# An Easy Sanov-Type Theorem for Markov Chains?

First, the (simple!) setup:

I have a Markov chain X t on some finite state space Ω with stationary distribution π, and a function f from Ω to R. I'd like to estimate the integral of f with respect to π, which I'll write E π (f). There are theorems which say that

$\frac{1}{n} \Sigma_{t=1}^{n} f(X_{t})$ converges to E π (f) as n goes to infinity.

Now, if the $X_{t}$ were iid, then the Berry-Esseen theorem would give error rates in terms of n and (say) the maximum value of f.

Are there similar theorems which give error rates in terms of n, the maximum value of f, and one (or several) of the frequently computed statistics of finite state Markov chains, like relaxation time, mixing time, covering time, etc?

I'm vaguely aware of Sanov-type theorems for Markov chains, which give large-deviation results, but not in terms of these sorts of quantities, and I don't see how to convert the bounds immediately. Alternatively, I'd be very happy if anyone can give a reference for places that people have actually computed the sorts of error terms that do show up in statements of Sanov's theorem for some simple random walks.

EDIT: Added Mark's comments, so that the question might actually make some sense now. In particular, fixed a missing f, and the rather more important mistake that in fact the CLT doesn't give any sort of quantitative bounds by itself.

FURTHER EDIT: I accepted D. Zare's answer, since it certainly works. If anybody is interested in this question, I have since seen a bunch of articles, the latest of which is 'Optimal Hoeffding Bounds for Discrete Reversible Markov Chains' by C. Leon, which are a bit more specialized to the Markov chain case.

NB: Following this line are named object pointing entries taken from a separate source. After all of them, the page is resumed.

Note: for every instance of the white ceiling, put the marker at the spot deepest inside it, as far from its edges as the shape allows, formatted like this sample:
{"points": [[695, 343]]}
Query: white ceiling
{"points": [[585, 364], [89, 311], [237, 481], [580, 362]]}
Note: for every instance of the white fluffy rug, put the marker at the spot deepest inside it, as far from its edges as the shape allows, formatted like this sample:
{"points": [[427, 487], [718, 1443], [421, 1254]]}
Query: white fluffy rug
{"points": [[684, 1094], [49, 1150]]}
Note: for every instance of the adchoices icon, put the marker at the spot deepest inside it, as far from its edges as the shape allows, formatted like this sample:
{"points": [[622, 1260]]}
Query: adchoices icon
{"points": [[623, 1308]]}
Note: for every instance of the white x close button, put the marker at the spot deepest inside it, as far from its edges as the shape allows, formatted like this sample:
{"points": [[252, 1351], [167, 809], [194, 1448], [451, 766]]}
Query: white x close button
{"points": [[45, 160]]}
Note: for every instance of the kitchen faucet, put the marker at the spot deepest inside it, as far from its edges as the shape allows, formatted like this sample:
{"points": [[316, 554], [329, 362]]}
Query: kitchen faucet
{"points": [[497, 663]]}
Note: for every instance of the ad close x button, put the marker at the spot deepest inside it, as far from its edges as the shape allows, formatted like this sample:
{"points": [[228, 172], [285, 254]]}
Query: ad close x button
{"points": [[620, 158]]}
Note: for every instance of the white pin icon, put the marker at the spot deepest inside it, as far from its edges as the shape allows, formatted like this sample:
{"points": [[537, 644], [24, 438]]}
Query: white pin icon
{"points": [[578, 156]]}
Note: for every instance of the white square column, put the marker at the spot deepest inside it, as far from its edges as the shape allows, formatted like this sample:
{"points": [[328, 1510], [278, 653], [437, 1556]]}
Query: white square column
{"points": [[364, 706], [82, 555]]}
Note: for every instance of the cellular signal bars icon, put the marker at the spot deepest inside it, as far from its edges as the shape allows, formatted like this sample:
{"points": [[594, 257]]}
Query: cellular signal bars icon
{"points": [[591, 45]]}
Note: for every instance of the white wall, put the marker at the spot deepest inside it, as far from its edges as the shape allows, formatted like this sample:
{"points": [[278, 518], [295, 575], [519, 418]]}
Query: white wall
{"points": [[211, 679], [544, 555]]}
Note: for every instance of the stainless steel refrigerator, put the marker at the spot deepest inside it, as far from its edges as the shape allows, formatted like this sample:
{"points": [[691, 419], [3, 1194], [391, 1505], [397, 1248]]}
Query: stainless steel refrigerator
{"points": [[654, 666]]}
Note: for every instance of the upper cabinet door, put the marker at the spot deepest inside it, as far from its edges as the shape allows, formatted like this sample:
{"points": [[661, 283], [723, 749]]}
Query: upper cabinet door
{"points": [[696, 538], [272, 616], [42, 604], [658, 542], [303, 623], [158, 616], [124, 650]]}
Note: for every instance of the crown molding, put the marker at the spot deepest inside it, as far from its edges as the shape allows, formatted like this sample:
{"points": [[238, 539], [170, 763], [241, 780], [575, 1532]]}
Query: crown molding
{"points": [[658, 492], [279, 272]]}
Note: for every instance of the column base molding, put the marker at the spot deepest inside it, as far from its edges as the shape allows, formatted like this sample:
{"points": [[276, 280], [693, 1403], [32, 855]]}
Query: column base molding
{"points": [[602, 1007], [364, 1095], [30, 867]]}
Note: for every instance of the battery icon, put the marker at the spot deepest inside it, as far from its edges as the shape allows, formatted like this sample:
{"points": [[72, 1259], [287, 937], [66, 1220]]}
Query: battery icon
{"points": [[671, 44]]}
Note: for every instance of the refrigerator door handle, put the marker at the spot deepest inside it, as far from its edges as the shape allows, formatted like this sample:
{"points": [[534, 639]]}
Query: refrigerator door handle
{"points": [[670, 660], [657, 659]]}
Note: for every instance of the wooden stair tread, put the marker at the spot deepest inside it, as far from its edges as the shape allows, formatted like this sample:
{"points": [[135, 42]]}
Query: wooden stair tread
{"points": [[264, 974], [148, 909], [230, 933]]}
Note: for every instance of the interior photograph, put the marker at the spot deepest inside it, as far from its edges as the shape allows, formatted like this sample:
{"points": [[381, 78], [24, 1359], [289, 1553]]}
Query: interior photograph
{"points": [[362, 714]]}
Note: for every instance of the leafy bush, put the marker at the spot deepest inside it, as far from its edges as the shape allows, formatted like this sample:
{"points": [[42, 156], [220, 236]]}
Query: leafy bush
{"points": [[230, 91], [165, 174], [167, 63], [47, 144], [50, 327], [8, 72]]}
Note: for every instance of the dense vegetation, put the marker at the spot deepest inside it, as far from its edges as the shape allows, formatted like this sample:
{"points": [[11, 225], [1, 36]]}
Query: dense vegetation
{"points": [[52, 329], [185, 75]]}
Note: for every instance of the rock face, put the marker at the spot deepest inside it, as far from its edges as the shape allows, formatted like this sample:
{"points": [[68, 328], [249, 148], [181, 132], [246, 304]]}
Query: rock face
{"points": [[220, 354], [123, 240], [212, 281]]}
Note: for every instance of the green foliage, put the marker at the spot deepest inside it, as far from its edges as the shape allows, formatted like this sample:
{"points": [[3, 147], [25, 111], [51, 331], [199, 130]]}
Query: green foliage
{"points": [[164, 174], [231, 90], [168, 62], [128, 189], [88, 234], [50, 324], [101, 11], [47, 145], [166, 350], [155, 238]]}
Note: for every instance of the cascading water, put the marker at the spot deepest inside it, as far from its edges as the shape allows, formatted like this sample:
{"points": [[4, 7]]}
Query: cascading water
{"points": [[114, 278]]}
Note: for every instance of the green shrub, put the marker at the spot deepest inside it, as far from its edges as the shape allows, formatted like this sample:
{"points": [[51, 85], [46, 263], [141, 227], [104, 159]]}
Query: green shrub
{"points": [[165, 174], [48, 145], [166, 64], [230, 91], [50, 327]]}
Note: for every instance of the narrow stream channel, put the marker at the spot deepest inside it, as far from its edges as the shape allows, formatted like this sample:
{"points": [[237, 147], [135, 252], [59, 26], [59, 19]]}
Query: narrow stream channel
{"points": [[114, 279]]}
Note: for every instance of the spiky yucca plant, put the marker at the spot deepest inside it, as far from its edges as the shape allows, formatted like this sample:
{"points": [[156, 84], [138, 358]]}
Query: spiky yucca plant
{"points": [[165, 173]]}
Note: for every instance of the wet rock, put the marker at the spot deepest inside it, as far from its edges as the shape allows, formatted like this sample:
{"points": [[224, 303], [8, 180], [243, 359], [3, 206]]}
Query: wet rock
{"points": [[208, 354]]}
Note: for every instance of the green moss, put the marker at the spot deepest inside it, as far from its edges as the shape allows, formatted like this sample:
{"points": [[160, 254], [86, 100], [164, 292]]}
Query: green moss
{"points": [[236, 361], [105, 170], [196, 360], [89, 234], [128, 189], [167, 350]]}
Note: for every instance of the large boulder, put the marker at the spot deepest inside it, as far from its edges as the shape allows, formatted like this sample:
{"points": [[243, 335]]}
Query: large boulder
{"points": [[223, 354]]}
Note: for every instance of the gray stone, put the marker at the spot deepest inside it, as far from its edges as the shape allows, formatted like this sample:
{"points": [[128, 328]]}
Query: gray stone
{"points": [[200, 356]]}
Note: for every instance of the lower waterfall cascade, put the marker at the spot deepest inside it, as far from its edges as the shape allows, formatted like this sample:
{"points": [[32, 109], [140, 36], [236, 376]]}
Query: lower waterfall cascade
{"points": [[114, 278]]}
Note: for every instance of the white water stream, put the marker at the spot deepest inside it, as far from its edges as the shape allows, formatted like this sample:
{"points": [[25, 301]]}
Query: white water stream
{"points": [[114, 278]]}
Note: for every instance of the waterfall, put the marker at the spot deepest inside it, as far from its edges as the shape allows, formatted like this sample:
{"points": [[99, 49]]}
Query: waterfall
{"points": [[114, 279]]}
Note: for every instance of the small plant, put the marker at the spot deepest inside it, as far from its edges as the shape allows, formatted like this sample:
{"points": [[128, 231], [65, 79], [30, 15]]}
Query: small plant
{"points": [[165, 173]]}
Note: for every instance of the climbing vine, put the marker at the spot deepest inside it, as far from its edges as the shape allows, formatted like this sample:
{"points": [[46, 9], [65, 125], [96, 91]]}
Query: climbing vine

I have also been told that Brad Mann's thesis is worth reading on the subject, but haven't yet picked up a copy myself.

• I think you mean something other than $\frac{1}{n} \sum_t X_t$. – Steve Huntsman Jan 27 '10 at 13:41

The sequence of states of a Markov chain with a finite state space is a good example of a sequence of weakly dependent random variables. A convolution like a moving average is another. There are plenty of versions of central limit theorems for weakly dependent sequences, and even versions of the Berry-Esseen theorem with weak dependence.

The variance of the sum picks up some covariance terms (the cross terms of the second moment don't vanish, although they can be estimated in terms of the mixing time and $f_{max} - f_{min}$), and the Berry-Esseen-like bounds get a little worse.

I assume you meant $\frac{1}{n}\sum_{t=1}^n f(X_t)$ converges to $\mathrm{E}_\pi (f)$. I'll also quibble and point out that the (classical) CLT doesn't give error rates in terms of n, but the Berry-Esseen theorem does.